La muerte que concluyó de manera vertiginosa tantas historias, tantos proyectos; la reclusión, esa distancia con la rutina y sobre todo, la posibilidad de pensar el mundo sin nosotros.

Buscar respuestas.

Razones para vivir.

Con signos de pregunta.

A veces es difícil encontrar respuesta.

Pese a lo difícil que puede ser este tema, y para que quede claro, no lo planteo desde un lugar dramático. De hecho no sé trata de un estado de ánimo permanente. 

Se trata de pequeñas mariposas negras que nos sobrevuelan, que están por ahí, dando vueltas, y que cada tanto se nos meten en el cerebro y nos sacuden.

Es como si de golpe tuviésemos una lucidez increíble.

La vida, la muerte. 

Absurdo todo.

Fatal.

Rubén Darío.

Dichoso el árbol, que es apenas sensitivo,
y más la piedra dura porque esa ya no siente,
pues no hay dolor más grande que el dolor de ser vivo,
ni mayor pesadumbre que la vida consciente.

Ser, y no saber nada, y ser sin rumbo cierto,
y el temor de haber sido y un futuro terror…
Y el espanto seguro de estar mañana muerto,
y sufrir por la vida y por la sombra y por

lo que no conocemos y apenas sospechamos,
y la carne que tienta con sus frescos racimos,
y la tumba que aguarda con sus fúnebres ramos,

¡y no saber a dónde vamos
ni de dónde venimos!…

¿Qué habrá sentido Rubén Darío cuando escribió esta maravilla que es Lo fatal?

¿Habrá sentido también las mariposas negras en su mente?

Creo tener el recuerdo lejano y borroso del día en que sentí por primera vez esa sensación.  Un pequeño y fugaz momento de conciencia. La muerte. Supongo que fue antes de los diez años, porque en el recuerdo sé que estoy en la habitación de la casa de mi infancia. Estoy jugando y de pronto lo sé. Un día mami y papi morirán. Lo sé y no puedo dejar de saberlo ya. No recuerdo si en aquel momento pensé en mi propia muerte también. 

Pero sé que me angustié.

Mucho.

¿Por qué escribir sobre esto? 

Porque está y seguirá estando allí.

Es lo que es.

Y es mejor decir que callar. Siempre.

 Porque sé que Juan también tuvo su momento de revelación y también se angustió.
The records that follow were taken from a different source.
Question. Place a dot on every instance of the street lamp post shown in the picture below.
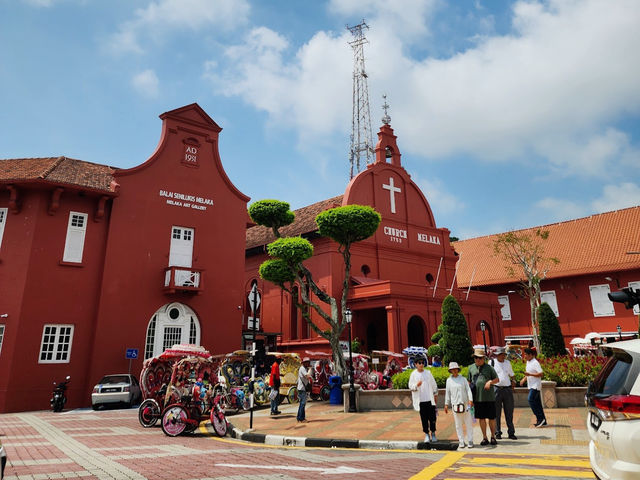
(483, 327)
(352, 389)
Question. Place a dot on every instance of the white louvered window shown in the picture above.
(74, 245)
(506, 307)
(550, 297)
(602, 306)
(56, 344)
(635, 286)
(3, 221)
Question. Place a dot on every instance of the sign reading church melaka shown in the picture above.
(398, 235)
(186, 200)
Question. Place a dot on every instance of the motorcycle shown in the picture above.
(59, 399)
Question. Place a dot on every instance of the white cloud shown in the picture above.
(311, 92)
(441, 201)
(163, 16)
(550, 89)
(614, 197)
(146, 83)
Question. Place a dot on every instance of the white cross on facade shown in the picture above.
(392, 190)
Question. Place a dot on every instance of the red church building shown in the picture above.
(400, 275)
(96, 260)
(597, 255)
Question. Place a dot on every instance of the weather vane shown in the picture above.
(386, 119)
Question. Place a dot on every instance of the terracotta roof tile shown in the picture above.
(58, 170)
(584, 246)
(304, 223)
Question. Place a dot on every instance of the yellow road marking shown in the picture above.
(436, 468)
(552, 462)
(527, 472)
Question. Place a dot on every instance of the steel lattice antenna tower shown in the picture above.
(361, 139)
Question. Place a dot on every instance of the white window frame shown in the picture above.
(3, 221)
(58, 331)
(635, 286)
(602, 306)
(505, 311)
(549, 296)
(74, 243)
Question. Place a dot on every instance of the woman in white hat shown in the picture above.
(458, 397)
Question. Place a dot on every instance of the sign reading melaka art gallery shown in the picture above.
(399, 235)
(186, 200)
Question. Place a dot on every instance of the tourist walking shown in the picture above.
(504, 393)
(482, 377)
(274, 383)
(424, 392)
(459, 398)
(533, 376)
(304, 387)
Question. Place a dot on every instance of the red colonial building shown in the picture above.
(598, 254)
(97, 260)
(400, 275)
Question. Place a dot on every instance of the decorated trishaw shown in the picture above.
(155, 380)
(321, 370)
(385, 365)
(288, 375)
(414, 352)
(234, 382)
(178, 389)
(362, 375)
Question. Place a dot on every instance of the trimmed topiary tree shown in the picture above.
(344, 225)
(455, 342)
(551, 339)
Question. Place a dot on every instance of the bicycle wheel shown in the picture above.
(148, 413)
(219, 422)
(174, 420)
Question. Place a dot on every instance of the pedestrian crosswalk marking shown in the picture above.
(531, 461)
(436, 468)
(526, 472)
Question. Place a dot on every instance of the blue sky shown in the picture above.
(508, 114)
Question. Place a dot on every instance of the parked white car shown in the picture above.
(111, 389)
(613, 420)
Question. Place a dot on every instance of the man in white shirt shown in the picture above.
(533, 376)
(424, 392)
(504, 393)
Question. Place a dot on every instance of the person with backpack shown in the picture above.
(482, 377)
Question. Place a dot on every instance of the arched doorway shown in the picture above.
(172, 323)
(416, 332)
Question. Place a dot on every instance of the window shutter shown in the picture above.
(3, 221)
(74, 245)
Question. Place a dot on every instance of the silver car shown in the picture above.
(116, 389)
(613, 402)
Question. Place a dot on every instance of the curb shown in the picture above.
(281, 440)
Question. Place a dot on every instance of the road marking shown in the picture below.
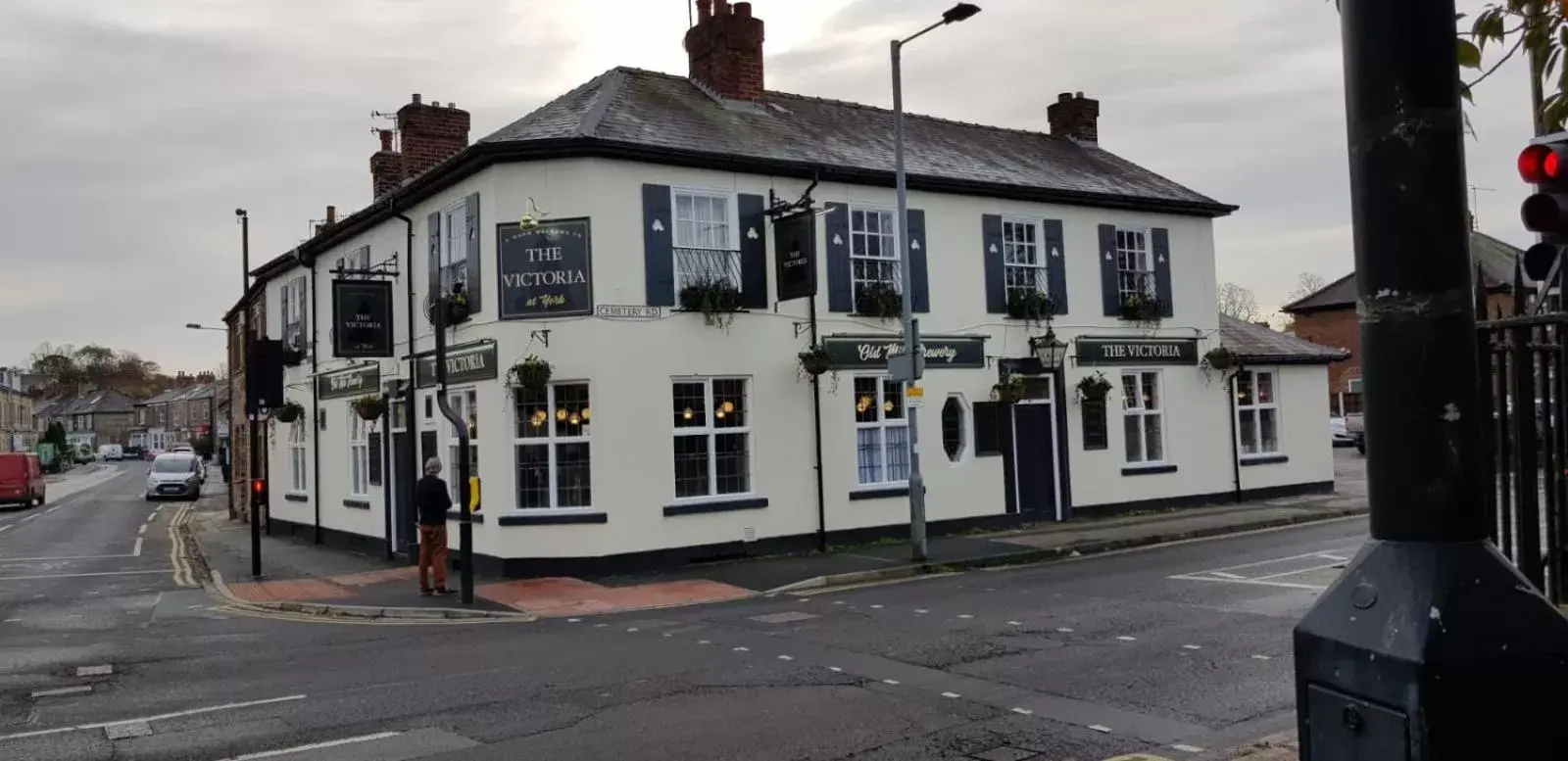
(316, 745)
(78, 575)
(149, 719)
(63, 690)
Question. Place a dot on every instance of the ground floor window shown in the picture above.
(1144, 417)
(882, 431)
(551, 447)
(712, 437)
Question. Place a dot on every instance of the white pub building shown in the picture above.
(681, 298)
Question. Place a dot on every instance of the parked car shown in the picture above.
(174, 475)
(21, 480)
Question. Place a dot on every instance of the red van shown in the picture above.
(21, 480)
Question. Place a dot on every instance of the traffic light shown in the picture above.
(1544, 165)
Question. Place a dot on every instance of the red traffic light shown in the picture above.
(1542, 164)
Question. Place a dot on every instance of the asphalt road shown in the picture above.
(1176, 650)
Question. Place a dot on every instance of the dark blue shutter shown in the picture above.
(841, 292)
(1055, 253)
(1109, 292)
(433, 288)
(470, 207)
(659, 229)
(753, 253)
(921, 279)
(1162, 269)
(995, 266)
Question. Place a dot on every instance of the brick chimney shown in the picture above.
(725, 49)
(1074, 117)
(431, 133)
(386, 166)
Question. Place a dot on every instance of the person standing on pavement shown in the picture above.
(433, 501)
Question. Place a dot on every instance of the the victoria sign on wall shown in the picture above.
(545, 272)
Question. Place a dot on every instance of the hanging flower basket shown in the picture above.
(1008, 390)
(878, 300)
(368, 407)
(532, 373)
(717, 300)
(1094, 387)
(1032, 308)
(287, 412)
(1220, 358)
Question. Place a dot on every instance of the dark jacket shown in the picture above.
(433, 501)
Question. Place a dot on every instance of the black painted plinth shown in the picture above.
(1432, 651)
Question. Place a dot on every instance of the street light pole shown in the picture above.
(913, 360)
(1431, 647)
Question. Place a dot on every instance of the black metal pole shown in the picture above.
(1431, 645)
(463, 467)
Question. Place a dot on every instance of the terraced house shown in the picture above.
(678, 311)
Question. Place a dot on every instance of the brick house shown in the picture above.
(1329, 315)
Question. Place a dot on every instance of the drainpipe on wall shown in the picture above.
(316, 413)
(410, 394)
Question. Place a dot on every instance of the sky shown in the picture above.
(137, 127)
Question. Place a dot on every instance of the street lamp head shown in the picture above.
(961, 11)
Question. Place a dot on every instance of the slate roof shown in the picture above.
(1254, 345)
(671, 113)
(1496, 261)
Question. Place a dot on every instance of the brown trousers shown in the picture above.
(433, 554)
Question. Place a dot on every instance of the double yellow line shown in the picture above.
(184, 577)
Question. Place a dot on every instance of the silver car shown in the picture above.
(174, 475)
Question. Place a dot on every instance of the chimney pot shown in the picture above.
(1076, 118)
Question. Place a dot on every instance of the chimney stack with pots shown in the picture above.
(725, 49)
(1074, 117)
(428, 135)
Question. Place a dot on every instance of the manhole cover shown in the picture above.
(127, 730)
(784, 617)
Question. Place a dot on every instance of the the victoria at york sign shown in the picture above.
(363, 318)
(361, 381)
(862, 351)
(1137, 351)
(465, 363)
(545, 272)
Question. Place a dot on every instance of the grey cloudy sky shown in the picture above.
(135, 127)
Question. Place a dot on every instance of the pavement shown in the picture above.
(306, 578)
(110, 651)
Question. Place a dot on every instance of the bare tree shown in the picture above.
(1239, 303)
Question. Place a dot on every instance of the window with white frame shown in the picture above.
(551, 447)
(1134, 263)
(1256, 413)
(465, 403)
(874, 251)
(1023, 262)
(454, 248)
(712, 437)
(297, 452)
(882, 431)
(1144, 417)
(358, 454)
(706, 238)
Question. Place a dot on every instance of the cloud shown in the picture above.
(135, 127)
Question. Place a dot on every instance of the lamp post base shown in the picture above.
(1432, 651)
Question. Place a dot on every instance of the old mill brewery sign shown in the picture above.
(361, 381)
(546, 271)
(855, 351)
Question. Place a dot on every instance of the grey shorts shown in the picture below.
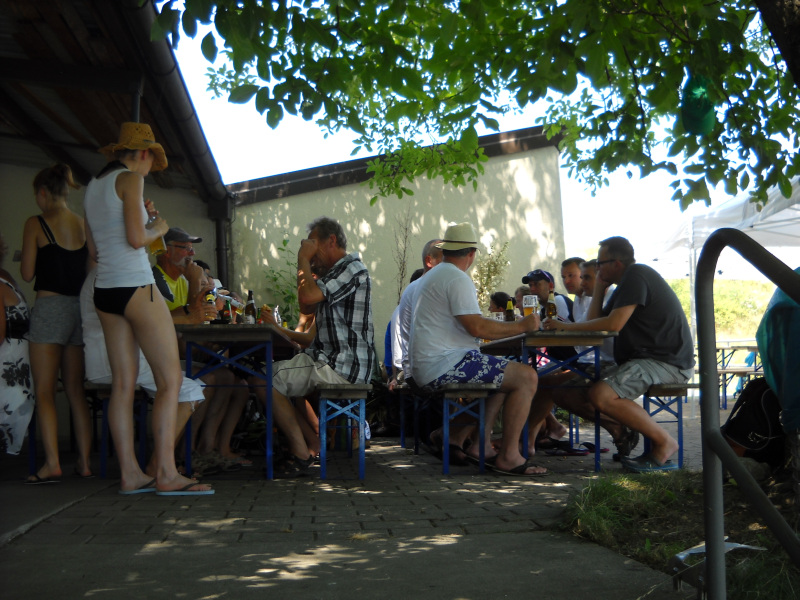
(56, 320)
(633, 378)
(299, 376)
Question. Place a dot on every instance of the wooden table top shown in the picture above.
(537, 339)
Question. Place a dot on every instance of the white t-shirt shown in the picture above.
(119, 263)
(98, 369)
(438, 341)
(401, 328)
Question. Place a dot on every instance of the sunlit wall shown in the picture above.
(518, 199)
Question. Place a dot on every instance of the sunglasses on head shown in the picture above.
(540, 273)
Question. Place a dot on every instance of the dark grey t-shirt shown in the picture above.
(658, 328)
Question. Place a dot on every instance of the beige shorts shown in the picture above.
(301, 375)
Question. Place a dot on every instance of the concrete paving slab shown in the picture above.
(404, 532)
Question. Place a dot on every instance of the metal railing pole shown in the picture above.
(716, 450)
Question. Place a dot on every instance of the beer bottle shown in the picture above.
(250, 309)
(510, 311)
(263, 312)
(550, 311)
(210, 300)
(157, 246)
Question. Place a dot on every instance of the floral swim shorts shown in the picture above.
(473, 368)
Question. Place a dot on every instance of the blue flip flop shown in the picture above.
(147, 488)
(185, 491)
(646, 464)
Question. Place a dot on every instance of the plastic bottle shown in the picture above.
(250, 309)
(510, 311)
(157, 246)
(209, 300)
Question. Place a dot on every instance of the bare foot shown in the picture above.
(180, 482)
(523, 468)
(46, 473)
(662, 453)
(134, 483)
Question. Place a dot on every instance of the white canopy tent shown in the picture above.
(776, 227)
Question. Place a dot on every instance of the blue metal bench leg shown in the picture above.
(104, 441)
(32, 444)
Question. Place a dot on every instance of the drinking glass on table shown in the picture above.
(529, 305)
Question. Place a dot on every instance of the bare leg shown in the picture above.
(286, 419)
(519, 387)
(72, 375)
(185, 410)
(633, 416)
(45, 362)
(152, 325)
(217, 408)
(309, 424)
(236, 407)
(123, 355)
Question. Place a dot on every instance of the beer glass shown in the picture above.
(529, 305)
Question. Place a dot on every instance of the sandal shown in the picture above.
(627, 441)
(293, 467)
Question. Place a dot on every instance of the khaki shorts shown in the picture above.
(633, 378)
(301, 375)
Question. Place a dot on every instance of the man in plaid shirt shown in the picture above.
(343, 349)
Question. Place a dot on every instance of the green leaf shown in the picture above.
(209, 47)
(242, 93)
(274, 116)
(189, 24)
(469, 139)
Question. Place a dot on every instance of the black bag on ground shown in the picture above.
(754, 427)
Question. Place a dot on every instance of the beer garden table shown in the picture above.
(241, 342)
(539, 341)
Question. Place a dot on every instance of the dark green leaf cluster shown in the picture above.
(402, 74)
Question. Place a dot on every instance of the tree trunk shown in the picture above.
(782, 18)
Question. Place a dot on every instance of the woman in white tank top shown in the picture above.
(131, 312)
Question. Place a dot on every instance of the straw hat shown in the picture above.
(138, 136)
(458, 237)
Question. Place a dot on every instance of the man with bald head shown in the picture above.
(401, 318)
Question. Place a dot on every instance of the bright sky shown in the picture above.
(246, 148)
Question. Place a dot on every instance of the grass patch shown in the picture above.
(652, 517)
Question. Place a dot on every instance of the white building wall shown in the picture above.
(518, 199)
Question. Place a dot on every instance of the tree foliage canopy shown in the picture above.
(413, 79)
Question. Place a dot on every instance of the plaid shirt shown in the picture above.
(344, 321)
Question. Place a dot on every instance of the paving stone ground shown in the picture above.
(406, 530)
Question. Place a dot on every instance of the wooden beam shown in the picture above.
(48, 74)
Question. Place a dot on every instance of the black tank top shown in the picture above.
(57, 269)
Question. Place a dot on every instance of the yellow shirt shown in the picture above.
(175, 291)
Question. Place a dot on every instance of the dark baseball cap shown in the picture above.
(176, 234)
(538, 275)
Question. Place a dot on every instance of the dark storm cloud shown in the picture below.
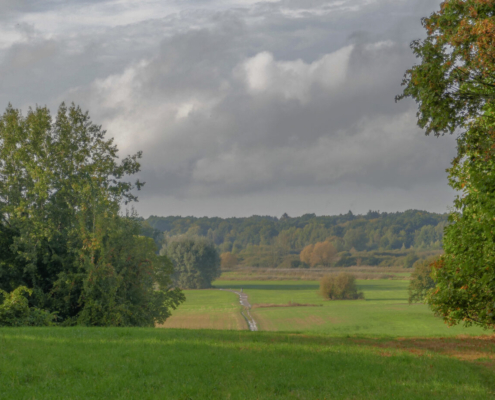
(294, 96)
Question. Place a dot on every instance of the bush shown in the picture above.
(339, 287)
(228, 260)
(421, 281)
(292, 262)
(15, 310)
(410, 259)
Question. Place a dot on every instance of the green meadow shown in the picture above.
(377, 348)
(135, 363)
(208, 309)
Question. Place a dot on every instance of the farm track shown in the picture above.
(243, 299)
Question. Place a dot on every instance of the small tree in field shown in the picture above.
(305, 255)
(421, 282)
(339, 287)
(196, 262)
(324, 253)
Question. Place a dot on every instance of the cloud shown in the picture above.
(247, 100)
Angustia de saber que un día todos moriremos.

Angustia de saber que el sol se extinguirá un día muy muy lejano, tan lejano que es casi imposible pensarlo. Pero se apagará, así será. 

Angustia humana.

Me pregunto si será esa angustia y no otra cosa la que mueve todos nuestros actos.

¿Será esa misma angustia la que nos obliga cada día a pensar en estrategias para enfrentar al olvido y trascender a la muerte?

¿Será esa angustia la que nos empuja a crear y a crearnos cada día?

¿Serán las mariposas negras y no otra cosa?